A primeira porção do discurso de Pedro aponta para as diversas vozes que falam ao seu redor, cada uma falando do seu ponto de vista, com seu próprio timbre e sua própria entonação, mas reverberando uma mesma Palavra. A língua de fogo da lucidez divina concedera seu aval a cada uma. É um momento de desvairada celebração, Pedro está de fato dizendo, e ainda nem começamos a beber. A lucidez profética pertence agora a todos, não a um eleito ou outro; está sobre mim, mas está também sobre todos e cada um destes. A palavra do Senhor, sua assombrosa mensagem, reside dentro de nós, e daqui ninguém pode removê-la, mas todos podem tomá-la para si.

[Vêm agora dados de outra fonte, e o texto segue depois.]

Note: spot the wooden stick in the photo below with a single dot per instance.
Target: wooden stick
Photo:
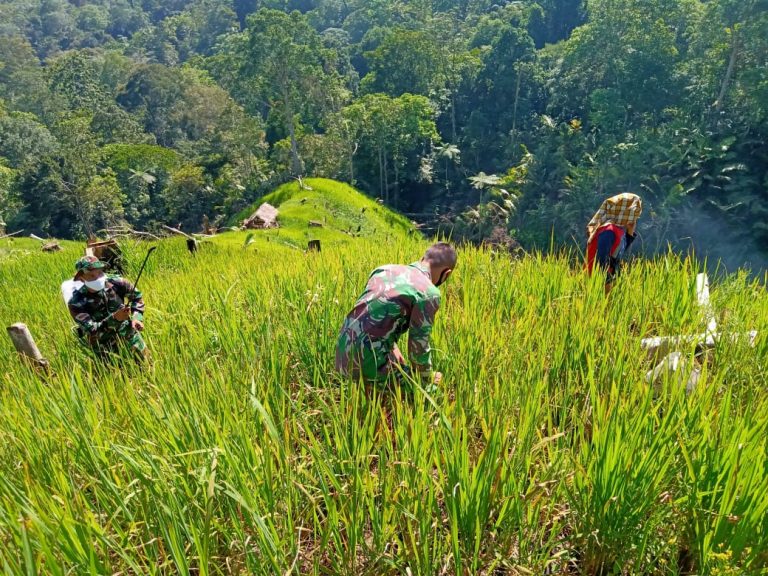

A herança que trazia de Jesus, Pedro entendia agora, não era apenas de dias empoeirados, ensino repartido, aforismos decorados e aventuras compartilhadas; não era apenas questão de sanidade contra loucura, misericórdia contra inclemência, vida contra a morte, lealdade contra traição. Não era só questão de um grande homem de Deus que vivera e tinha sido ceifado pela loucura de todos.

A formidável palavra do Senhor, que concedera sua lucidez aos profetas, se fizera carne e havia habitado entre eles. Tinham comido juntos, caminhando juntos, sorrido juntos, chorado juntos, morrido juntos e levantado juntos para um impensável futuro. Tinham sido derrotado juntos, e agora estavam vivos.

A palavra divina tinha se despido aos olhos dos homens, e agora qualquer voz podia proferi-la. Tinha virado gente, e não era agora que isso iria mudar.